|
RESENHA
CRÍTICA
Resenha
Crítica , da Obra de ASSMANN, Hugo, MO SUNG Jung - Competência
e sensibilidade solidária: Educar para a Esperança,
como requisito parcial, do processo de avaliação solicitado
pelos Professores Doutores: Betânia de Oliveira Laterza Ribeiro
e Fernando Antônio Leite de Oliveira, docentes - orientadores,
vinculados à área de Concentração - Componentes
psicoeducacionais na prevenção e solução
de conflitos -Programa de Pós-Graduação Strito-sensu
em Direito - da Fundação Educacional de Ituiutaba -
Campus da Universidade do Estado de Minas Gerais.
|
|
|
Resenhista:
Maria Luiza Vieira Andrade
|
UEMG
- CAMPUS FUNDACIONAL DE ITUIUTABA FEIT/ISEPI
ITUIUTABA - MG
2002
I. CREDENCIAIS DA AUTORIA
Os autores são pós-doutores da Faculdade de Educação
da UNIMEP (Universidade Metodista de Piracicaba).
II.
CONCLUSÕES DA AUTORIA
Considerando
a questão de uma educação solidária, os
autores fazem suas conclusões: solidariedade é um termo
polissêmico, é por vezes ambíguo. Para aprofundar
a reflexão sobre ele é necessário distinguir
de um lado os apelos à solidariedade que se referem a situações
emergenciais transitórias e, por outro lado, as questões
da solidariedade como ingrediente ético-político na
busca de soluções estruturais e sustentáveis
para problemas amplos e de caráter persistente. Para enfrentar
a crise civilizacional do mundo de hoje, o tema se transformou em
bandeira também na educação: "Ajudar a transformar
a interdependência real em solidariedade desejada, corresponde
a uma das tarefas essenciais da educação".
Há necessidade hoje, argumentam os autores, de uma visão
sistêmica da realidade social para vencermos a crise de percepção
que existe e, o primeiro passo para uma solidariedade ativa. Daí
a exigência de uma renovação profunda da educação
que hoje tem a tarefa maior: salvar vidas.

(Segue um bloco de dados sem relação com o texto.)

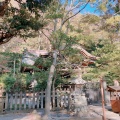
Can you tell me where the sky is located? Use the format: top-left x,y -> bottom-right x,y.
80,4 -> 100,15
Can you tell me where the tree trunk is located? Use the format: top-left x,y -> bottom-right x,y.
43,51 -> 57,120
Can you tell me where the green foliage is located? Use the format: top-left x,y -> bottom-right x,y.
3,75 -> 16,91
33,70 -> 49,90
82,14 -> 100,24
35,57 -> 52,69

Também, parecem concluir que os princípios organizativos
da sociedade e a normatividade efetivamente implantada constituem
as referências práticas para se conferir qual é
o conceito de dignidade humana vigente em uma sociedade: "a defesa
da dignidade (e solidariedade) humana pressupõe que uma sociedade
não queira continuar a mentir a si mesma", logo, faz-se
urgente melhorias concretas, em situações concretas.

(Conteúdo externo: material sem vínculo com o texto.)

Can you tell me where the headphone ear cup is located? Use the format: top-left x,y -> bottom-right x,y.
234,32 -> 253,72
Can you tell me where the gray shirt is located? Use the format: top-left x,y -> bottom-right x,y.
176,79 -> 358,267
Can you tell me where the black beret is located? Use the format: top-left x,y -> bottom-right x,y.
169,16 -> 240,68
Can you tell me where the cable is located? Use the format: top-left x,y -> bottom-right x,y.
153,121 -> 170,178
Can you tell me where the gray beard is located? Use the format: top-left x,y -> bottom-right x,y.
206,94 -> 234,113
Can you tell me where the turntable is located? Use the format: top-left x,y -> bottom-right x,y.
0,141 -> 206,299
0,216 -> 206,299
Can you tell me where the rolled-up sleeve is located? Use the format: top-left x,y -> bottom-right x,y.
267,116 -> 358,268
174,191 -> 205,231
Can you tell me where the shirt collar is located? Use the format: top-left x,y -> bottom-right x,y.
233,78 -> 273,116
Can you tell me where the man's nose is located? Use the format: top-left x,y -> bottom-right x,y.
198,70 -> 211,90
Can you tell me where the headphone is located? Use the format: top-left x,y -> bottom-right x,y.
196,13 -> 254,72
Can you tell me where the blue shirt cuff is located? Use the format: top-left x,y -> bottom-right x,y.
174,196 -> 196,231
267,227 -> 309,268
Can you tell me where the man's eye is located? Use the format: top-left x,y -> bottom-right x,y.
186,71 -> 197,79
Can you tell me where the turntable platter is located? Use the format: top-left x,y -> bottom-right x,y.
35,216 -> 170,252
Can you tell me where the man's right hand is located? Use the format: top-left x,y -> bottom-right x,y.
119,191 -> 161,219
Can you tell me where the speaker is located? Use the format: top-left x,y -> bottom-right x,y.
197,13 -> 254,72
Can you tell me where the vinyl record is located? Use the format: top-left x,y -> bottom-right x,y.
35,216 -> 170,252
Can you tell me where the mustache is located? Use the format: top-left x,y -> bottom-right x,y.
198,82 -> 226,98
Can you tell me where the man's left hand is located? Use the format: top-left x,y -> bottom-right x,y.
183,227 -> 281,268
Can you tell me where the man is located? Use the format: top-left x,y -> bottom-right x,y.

Continuam afirmando que a competição substituída
pela solidariedade e cooperação no campo econômico
é a condição necessária para que essa
sociedade com a qual sonhamos e desejamos possa existir.
A redução da realização do desejo humano
de reconhecimento ao campo da economia deve ser superado e, o reconhecimento
do outro deverá ser desenvolvido; é preciso resgatar
as relações de solidariedade e cooperação:
"precisamos desejar um desejo diferente, olhar o ser humano de
um modo distinto e pensar com uma razão diferente". A
escola deve adaptar-se ao mundo de hoje, reorganizando-se em prol
das mudanças que o mundo exige e a fenomenologia auxilia na
construção de uma teoria de Sensibilidade Social. O
pensamento solidário deve ser complacente com os paradoxos.
Esperança. Defendem os autores, implica num sábio uso
da energia humana disponível: sonhar é preciso sempre.
Ter cuidado com os novos riscos de discriminação e desumanização
já que a espécie humana alcançou uma inédita
fase evolutiva, é também uma preocupação
necessária, além do uso adequado das novas tecnologias
para evitar-se um tecnootimismo desvairado, que recai em visões
gnósticas ou platônicas de um mundo soberanamente auto-organizativo.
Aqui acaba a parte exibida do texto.